Question

If the sum of first m terms is equal to the sum of first n terms than show that the sum of first m+n terms is 0?

Answer 1

Solution: Given that Sₘ = Sₙ

→ m/2 × [2a + (m - 1)d] = n/2 × [2a + (n - 1)d]

→ m[2a + dm - d] = n[2a + dn - d]

→ 2am + dm² - dm = 2an + dn² - dn

→ 2am + dm² - dm - 2an - dn² + dn = 0

(Rearranging)

→ 2am - 2an - dm + dn + dm² - dn² = 0

(Taking out common terms)

→ 2a(m - n) - d(m - n) + d(m² - n²) = 0

→ 2a(m - n) - d(m - n) + d(m - n)(m + n) = 0

→ 2a(m - n) - d(m - n) + (m - n)(dm + dn) = 0

(Taking out common terms)

→ (m - n)[2a - d + dm + dn] = 0

→ [2a + (m + n - 1)d] = 0

→ Sₘ ₊ ₙ = (m + n)/2 × [2a + (m + n - 1)d]

→ Sₘ ₊ ₙ = (m + n)/2 × 0

→ Sₘ ₊ ₙ = 0

Hence Proved

Answer 2

Solution:

Let "a" be the first term and "d" be the common difference.

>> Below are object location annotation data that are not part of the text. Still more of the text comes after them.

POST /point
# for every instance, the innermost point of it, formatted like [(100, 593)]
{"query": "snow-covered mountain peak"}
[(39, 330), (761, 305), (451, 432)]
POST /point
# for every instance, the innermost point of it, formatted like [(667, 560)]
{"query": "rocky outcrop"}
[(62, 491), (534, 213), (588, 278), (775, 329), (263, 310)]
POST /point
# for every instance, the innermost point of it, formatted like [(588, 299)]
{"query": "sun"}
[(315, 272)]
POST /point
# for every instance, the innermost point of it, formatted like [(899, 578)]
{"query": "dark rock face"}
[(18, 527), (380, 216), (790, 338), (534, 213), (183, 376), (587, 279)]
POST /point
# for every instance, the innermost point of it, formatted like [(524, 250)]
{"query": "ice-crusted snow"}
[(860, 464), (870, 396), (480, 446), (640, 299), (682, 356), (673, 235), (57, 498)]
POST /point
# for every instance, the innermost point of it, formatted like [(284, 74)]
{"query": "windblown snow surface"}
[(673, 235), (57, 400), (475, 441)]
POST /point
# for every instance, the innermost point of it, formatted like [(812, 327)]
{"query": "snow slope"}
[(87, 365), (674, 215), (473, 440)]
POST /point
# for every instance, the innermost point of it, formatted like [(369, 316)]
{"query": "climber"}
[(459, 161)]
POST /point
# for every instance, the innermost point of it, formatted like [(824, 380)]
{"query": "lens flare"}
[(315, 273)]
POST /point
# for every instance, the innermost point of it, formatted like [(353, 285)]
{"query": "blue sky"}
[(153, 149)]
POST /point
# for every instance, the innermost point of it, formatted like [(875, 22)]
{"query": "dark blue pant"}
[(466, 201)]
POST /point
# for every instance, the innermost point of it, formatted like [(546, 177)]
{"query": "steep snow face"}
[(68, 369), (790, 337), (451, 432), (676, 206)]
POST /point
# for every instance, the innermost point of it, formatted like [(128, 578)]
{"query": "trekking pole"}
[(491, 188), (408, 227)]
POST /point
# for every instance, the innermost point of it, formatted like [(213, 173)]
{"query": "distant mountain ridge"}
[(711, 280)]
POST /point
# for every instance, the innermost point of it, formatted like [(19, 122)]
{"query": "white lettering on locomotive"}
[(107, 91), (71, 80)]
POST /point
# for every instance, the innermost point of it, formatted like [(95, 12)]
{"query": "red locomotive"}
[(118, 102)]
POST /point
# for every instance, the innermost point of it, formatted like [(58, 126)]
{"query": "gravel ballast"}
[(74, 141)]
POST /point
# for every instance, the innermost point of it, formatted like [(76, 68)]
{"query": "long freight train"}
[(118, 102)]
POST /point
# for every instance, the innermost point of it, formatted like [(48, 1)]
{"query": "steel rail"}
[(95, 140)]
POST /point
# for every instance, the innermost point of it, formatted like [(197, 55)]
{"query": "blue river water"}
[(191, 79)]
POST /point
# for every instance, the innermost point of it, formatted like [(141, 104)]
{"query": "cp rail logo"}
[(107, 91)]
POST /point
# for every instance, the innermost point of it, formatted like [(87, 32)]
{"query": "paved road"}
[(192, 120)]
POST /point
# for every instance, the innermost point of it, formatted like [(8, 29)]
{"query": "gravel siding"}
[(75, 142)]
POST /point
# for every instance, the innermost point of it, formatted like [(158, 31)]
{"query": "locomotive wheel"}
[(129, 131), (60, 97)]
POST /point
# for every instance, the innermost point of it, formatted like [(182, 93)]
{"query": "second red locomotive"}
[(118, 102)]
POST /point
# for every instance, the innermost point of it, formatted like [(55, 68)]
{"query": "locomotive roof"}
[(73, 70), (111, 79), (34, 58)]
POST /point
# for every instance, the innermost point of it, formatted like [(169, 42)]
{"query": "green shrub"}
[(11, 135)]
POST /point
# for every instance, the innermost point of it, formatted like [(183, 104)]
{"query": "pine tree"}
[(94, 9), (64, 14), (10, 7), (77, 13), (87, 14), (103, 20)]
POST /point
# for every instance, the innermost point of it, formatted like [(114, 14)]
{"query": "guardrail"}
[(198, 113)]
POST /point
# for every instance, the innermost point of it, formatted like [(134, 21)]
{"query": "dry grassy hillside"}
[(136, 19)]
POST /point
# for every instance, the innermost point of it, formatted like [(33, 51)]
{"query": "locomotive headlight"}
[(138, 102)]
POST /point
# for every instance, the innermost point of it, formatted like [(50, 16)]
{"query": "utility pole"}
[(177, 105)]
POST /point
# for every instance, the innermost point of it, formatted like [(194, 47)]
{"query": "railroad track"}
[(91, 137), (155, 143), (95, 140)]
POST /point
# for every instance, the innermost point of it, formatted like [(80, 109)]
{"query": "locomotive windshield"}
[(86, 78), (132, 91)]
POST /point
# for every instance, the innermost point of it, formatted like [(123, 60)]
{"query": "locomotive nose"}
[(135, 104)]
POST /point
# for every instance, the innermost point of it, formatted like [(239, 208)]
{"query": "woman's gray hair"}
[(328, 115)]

$\implies S_{m}=S_{n}\\ \\ \implies \dfrac{m}{2}[2a+(m-1)d]=\dfrac{n}{2}[2a+(n-1)d]\\ \\ \implies 2am + (m-1)md=2an+(n-1)nd\\ \\ \implies 2a(m-n)=d[n^{2}-m^{2}-n+m]\\ \\ \implies 2a(m-n)=d(m-n)(1-m-n)\\ \\ \implies 2a=d(1-m-n)\;\;\;\;.............(1)$

Now,

$\implies S_{m+n}=\dfrac{(m+n)}{2}[2a+(m+n-1)d]\\ \\ \implies S_{m+n}=\dfrac{m+n}{2}[d(1-m-n)+(m+n-1)d]\;\;\;\;\;[By\;using\;eq\;(1)]\\ \\ \implies S_{m+n}=\dfrac{m+n}{2}[d-md-nd+md+nd-d]\\ \\ \implies S_{m+n}=0$

Hence Proved!!!